Sadly this movie is typically the same as the rest. The one thing that stuck me the most was the complete lack of imagination and creativity from such an amazing plot idea. They took absolutely no effort whatsoever to give you the feeling that you were on another world. I think the only real difference between earth and planet 51 was that the inhabitants physically look different, (they were obviously green with four fingers and didn’t have noses), and they have weird gravitation properties. Their dogs were a small cute version of the alien seen in the 1986 movie Alien. For some reason they had American looking cars that floated, yet their helicopters needed blades to lift them off the ground. Somehow, 50 million light years away, another species also invented a game that required a round heavy object to hit 10 pins, and they called it bowling! Did I mention it rained rocks? The odds of all this occurring has to be one out of, I don’t know, a billion-zillion-kagillion! The one and only thing that was remotely entertaining about this movie was a small probe sent to the planet to study and find living creatures, but failed its mission because it had an obsession with examining and collecting rocks.

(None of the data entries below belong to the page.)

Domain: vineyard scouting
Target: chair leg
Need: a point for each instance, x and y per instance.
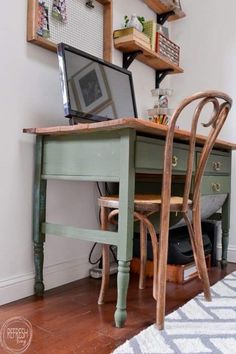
(192, 239)
(144, 222)
(161, 279)
(143, 255)
(105, 259)
(200, 252)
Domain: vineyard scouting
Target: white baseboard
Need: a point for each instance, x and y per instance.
(21, 286)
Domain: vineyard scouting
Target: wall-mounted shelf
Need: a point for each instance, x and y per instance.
(148, 56)
(160, 8)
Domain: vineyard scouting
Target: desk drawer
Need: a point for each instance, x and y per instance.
(215, 185)
(217, 164)
(150, 156)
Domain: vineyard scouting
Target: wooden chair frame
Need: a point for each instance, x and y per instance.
(220, 112)
(33, 37)
(221, 106)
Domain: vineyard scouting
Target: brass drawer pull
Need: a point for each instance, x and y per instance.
(174, 161)
(216, 166)
(216, 187)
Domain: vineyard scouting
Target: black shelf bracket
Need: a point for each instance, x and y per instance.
(161, 18)
(160, 75)
(128, 58)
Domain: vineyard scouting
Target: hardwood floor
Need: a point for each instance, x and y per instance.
(68, 320)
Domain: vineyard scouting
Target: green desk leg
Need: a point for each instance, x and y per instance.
(125, 225)
(225, 230)
(38, 217)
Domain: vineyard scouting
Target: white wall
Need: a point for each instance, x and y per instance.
(30, 97)
(208, 51)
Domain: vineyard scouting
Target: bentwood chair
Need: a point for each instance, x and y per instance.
(147, 204)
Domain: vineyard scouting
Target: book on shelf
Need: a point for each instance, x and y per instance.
(131, 31)
(131, 37)
(150, 28)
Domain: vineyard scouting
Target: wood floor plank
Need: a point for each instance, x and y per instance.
(69, 321)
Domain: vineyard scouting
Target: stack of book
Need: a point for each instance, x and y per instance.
(130, 34)
(161, 44)
(167, 48)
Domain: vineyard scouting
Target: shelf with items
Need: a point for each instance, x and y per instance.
(166, 7)
(147, 56)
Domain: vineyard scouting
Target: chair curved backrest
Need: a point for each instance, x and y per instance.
(221, 103)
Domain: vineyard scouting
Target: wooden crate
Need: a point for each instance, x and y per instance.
(167, 48)
(178, 274)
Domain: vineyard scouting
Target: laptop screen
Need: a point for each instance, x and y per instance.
(93, 89)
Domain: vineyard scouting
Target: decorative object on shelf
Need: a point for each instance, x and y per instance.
(128, 34)
(135, 22)
(74, 31)
(43, 23)
(170, 10)
(177, 4)
(150, 29)
(167, 48)
(160, 113)
(59, 10)
(89, 4)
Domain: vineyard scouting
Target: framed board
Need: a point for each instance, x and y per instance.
(91, 28)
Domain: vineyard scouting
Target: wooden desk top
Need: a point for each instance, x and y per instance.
(140, 125)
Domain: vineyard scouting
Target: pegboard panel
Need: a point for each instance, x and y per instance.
(86, 29)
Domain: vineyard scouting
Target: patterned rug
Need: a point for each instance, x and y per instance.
(197, 327)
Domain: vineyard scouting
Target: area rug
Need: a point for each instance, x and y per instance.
(197, 327)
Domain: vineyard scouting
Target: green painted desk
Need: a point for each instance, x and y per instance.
(115, 151)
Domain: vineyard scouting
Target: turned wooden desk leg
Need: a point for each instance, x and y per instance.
(38, 217)
(225, 230)
(125, 223)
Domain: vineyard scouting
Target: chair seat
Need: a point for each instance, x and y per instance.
(143, 202)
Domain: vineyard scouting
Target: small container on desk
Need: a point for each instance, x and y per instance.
(160, 113)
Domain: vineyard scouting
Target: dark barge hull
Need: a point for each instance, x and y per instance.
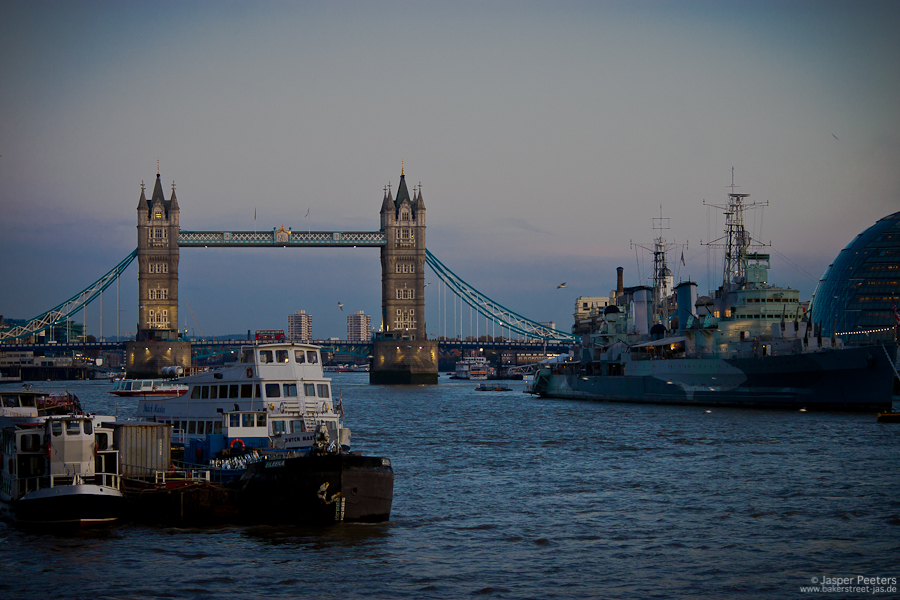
(67, 507)
(849, 379)
(316, 490)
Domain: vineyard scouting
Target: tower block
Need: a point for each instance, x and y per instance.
(402, 353)
(157, 342)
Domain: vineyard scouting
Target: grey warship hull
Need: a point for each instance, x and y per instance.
(849, 378)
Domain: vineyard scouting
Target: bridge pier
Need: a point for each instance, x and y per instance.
(403, 362)
(146, 359)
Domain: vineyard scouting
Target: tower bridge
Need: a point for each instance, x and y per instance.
(400, 238)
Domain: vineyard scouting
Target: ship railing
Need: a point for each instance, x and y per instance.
(161, 477)
(26, 485)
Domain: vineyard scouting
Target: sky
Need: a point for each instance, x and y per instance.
(547, 136)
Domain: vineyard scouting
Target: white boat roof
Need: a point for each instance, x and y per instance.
(662, 342)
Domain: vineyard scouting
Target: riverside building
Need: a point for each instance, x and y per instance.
(300, 326)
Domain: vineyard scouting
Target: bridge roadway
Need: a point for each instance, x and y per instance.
(338, 347)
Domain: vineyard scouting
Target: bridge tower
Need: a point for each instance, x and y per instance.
(401, 351)
(157, 342)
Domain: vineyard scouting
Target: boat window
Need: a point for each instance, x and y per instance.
(31, 466)
(31, 442)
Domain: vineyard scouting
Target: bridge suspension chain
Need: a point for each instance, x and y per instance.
(71, 306)
(490, 309)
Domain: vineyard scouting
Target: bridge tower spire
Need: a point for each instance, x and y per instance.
(402, 352)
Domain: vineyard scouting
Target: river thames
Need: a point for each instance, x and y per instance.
(501, 495)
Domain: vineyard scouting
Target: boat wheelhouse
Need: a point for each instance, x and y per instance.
(60, 472)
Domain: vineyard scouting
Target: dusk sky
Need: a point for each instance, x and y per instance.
(546, 136)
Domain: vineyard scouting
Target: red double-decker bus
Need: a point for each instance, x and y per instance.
(270, 335)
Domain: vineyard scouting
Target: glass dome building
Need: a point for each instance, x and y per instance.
(856, 295)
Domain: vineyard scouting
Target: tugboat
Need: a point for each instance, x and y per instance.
(268, 429)
(748, 344)
(61, 472)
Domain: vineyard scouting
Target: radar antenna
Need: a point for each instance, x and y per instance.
(737, 240)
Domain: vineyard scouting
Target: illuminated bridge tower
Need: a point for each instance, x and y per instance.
(157, 343)
(401, 351)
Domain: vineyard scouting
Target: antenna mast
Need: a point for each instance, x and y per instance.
(661, 272)
(737, 240)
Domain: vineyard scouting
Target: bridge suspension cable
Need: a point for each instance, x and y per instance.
(490, 309)
(71, 306)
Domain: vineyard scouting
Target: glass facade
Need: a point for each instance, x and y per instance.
(855, 296)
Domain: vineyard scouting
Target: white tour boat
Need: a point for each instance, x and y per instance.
(271, 417)
(147, 387)
(275, 396)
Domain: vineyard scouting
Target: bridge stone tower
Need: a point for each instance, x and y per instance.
(401, 351)
(157, 342)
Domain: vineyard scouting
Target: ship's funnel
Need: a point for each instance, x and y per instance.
(687, 297)
(643, 305)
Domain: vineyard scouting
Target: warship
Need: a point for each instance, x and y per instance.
(748, 344)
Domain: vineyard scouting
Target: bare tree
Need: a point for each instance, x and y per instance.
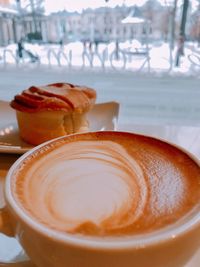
(181, 40)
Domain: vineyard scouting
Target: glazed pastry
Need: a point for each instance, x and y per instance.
(54, 110)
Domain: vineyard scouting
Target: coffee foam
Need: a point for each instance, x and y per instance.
(106, 187)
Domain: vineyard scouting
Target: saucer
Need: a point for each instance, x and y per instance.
(102, 117)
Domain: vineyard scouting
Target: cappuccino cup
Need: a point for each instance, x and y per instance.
(104, 199)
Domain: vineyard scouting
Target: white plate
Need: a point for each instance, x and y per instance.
(102, 117)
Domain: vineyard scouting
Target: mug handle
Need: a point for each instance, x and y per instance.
(5, 225)
(6, 228)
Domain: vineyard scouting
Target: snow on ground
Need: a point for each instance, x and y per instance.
(144, 99)
(158, 97)
(159, 56)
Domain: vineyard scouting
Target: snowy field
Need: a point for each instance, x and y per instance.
(144, 98)
(73, 55)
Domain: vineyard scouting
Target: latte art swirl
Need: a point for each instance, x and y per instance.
(103, 188)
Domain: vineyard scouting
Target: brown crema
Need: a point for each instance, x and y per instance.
(107, 184)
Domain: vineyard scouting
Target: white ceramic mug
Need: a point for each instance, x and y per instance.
(46, 248)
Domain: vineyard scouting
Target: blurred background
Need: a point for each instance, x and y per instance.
(144, 54)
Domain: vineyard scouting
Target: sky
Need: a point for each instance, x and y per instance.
(79, 5)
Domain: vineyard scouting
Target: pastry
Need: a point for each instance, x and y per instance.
(54, 110)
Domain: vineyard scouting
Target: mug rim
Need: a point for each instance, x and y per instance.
(149, 239)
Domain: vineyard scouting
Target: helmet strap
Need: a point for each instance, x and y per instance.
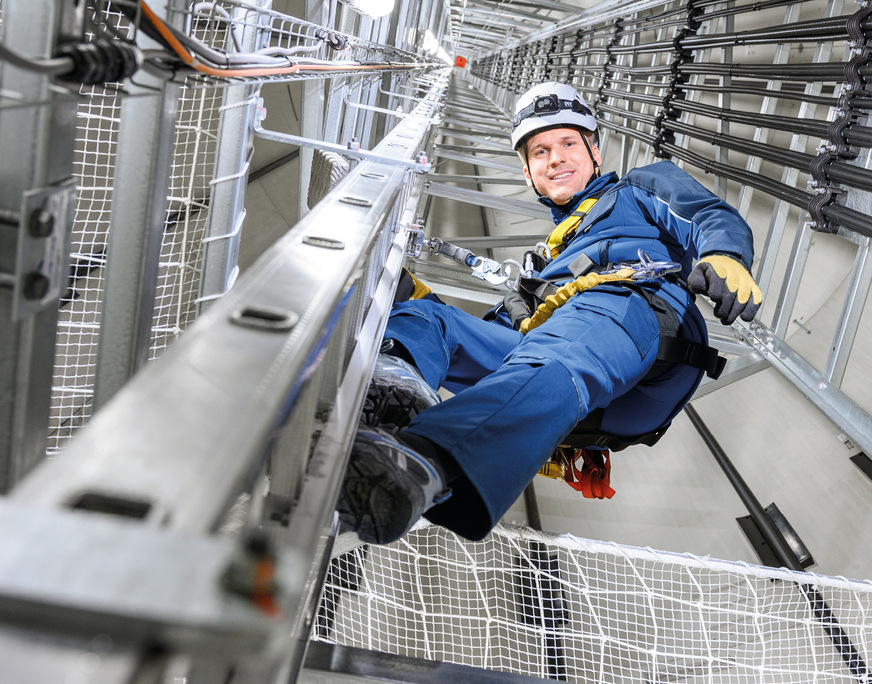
(596, 167)
(527, 164)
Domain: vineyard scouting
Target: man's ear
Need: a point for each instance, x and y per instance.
(528, 177)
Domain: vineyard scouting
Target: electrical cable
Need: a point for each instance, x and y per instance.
(176, 44)
(788, 124)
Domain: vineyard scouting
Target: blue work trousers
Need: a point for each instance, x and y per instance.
(517, 396)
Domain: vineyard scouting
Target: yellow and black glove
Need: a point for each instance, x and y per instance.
(410, 287)
(728, 284)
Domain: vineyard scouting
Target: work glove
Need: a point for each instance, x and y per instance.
(728, 284)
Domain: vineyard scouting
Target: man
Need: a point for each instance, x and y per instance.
(605, 359)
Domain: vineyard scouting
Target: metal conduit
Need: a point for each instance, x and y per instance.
(822, 611)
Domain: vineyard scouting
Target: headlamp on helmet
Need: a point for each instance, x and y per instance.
(550, 105)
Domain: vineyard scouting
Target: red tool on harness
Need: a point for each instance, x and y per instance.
(593, 478)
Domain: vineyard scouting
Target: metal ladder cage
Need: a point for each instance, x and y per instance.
(771, 100)
(198, 250)
(245, 419)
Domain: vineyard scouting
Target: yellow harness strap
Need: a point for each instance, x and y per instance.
(570, 289)
(561, 236)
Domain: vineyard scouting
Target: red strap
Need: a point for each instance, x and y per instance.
(593, 478)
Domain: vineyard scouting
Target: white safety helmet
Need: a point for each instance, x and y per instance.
(550, 105)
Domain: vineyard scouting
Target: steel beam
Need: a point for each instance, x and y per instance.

You would figure an animated movie would have encouraged a number of creative ideas from such an interesting movie plot idea. Planet 51 was basically just a reason to make a quick buck by an unknown animated movie company. This is why Pixar will still be number one in my book; DreamWorks comes in a close second.

1 comment:

Tonedog said...

Al Berto, my heart broke a little bit more with every sentence I read. I reallllllly wanted this one to be different. I really wanted to believe Hollywood was gonna start being original. I guess we were both wrong... darn it man!